Denizi bu halleri ile gören kaç kişidir?
Ve insan da bir denizdir.
Asla yüzeye yani deriye bakarak anlaşılmayacak kadar derin, çetrefil bir deniz. Hiçbir ayna insan denen denizin derinliklerini göstermez ve zaten aynaların da gözleri yoktur, aynadaki göz, ona bakanın kendi gözüdür, NEFSİ’dir.
Taraflıdır.
Bir anne mahkemede sanık olan evladı için ne diyecekse ayna da karşısındakine işte onu der. Annenin de aynanın da derdi adalet değil, tezkiyedir.
Obama da aynaya bakıyor.
Ayna ona senden güzeli, senden güçlüsü, senden akıllısı, senden adaletlisi yok diyor, Obama’ya aynanın bunları söylediği Obama’nın gözlerinden anlaşılıyor.
Obama mutlu.
Obama huzurlu.
Oysa Obama’ya bu sözleri söyleyen ayna değil aynanın içinden kendine bakan Obama’nın kendi gözleri, yani nefsidir.
Yoksa ayna niye kendini nâra atsın, niye yalan söylesin?

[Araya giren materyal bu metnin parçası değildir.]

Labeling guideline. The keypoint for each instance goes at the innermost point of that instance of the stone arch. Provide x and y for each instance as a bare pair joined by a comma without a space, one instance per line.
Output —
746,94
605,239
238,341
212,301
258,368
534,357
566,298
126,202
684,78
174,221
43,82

O Obama ki sadece Irak’ta bir milyon 500 bin kişinin katili olan, Ebu Garip vahşetlerini uygulayan, müzeleri ve hazineleri talan eden devletin başkanıdır. Obama özür mü dilemiştir? Hayır. Yanıldık, tazminat ödeyeceğiz mi demiştir?
Hayır.
Aksine, Irak’ta fitne çıkarmış, kardeş kavgalarının temelini atmış üstüne üstlük yeraltı ve yerüstü servetlerine el koymuş, benzerlerini Afganistan’da yapmak için yeni bir yolculuğa çıkmıştır.
Biz bir kişiyi bile öldürene katil, bir kişiye bile tecavüz edene sapık, bir kişiyi bile soyana hırsız demiyor muyuz?

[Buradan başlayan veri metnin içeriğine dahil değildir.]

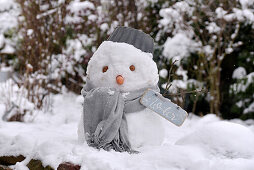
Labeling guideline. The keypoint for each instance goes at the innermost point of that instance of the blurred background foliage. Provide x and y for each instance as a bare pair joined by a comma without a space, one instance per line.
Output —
46,44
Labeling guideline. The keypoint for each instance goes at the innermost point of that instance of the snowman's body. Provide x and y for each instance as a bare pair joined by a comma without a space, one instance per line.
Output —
144,127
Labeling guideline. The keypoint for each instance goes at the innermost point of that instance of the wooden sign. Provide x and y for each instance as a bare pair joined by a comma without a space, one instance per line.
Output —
164,107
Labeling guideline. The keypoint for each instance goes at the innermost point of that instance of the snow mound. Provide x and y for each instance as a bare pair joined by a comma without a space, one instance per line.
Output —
200,143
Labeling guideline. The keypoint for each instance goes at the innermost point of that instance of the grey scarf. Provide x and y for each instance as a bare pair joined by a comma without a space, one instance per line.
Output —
104,111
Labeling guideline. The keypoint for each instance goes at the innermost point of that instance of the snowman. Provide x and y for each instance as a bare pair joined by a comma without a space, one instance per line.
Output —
118,74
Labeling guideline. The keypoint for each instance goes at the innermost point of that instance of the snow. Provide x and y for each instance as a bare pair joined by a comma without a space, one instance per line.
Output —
119,57
201,143
179,46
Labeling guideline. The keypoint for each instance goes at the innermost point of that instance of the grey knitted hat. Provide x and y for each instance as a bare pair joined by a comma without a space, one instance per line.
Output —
134,37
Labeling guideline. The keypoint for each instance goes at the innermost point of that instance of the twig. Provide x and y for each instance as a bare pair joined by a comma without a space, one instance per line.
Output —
187,92
169,76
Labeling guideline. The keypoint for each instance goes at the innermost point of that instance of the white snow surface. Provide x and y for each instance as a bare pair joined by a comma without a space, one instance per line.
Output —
239,73
201,143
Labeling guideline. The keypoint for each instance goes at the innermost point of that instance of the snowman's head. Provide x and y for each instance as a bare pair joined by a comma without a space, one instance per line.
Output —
122,66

Bu tür suçların cümlesinden on bin, yüz bin, milyonlarca yapan ABD’yi şahsında cem eden Obama’ya nasıl oluyor da ayna, “Sen dünyayı kurtaracak evliyasın!” diyebiliyor?
Bu mümkün mü?
Değil.
Öyleyse bu nasıl oluyor?
Çünkü Obama’ya aynada “Sen evliyasın” diyen Irak’taki sapıklığın, tecavüzlerin, katliamların, talanların cem edildiği “ABD ruhu” yani, ABD nefsidir.
Toparlayacak olursak.
Aynaların derdi sanık oğlu aleyhine şahitlik eden anne gibi adalet değil, tezkiyedir.
Aynaların doğru söyleyebilmesi için ARAYA bir başka şeyin, gerçek aynanın, yani VİCDANIN girmesi gerekir.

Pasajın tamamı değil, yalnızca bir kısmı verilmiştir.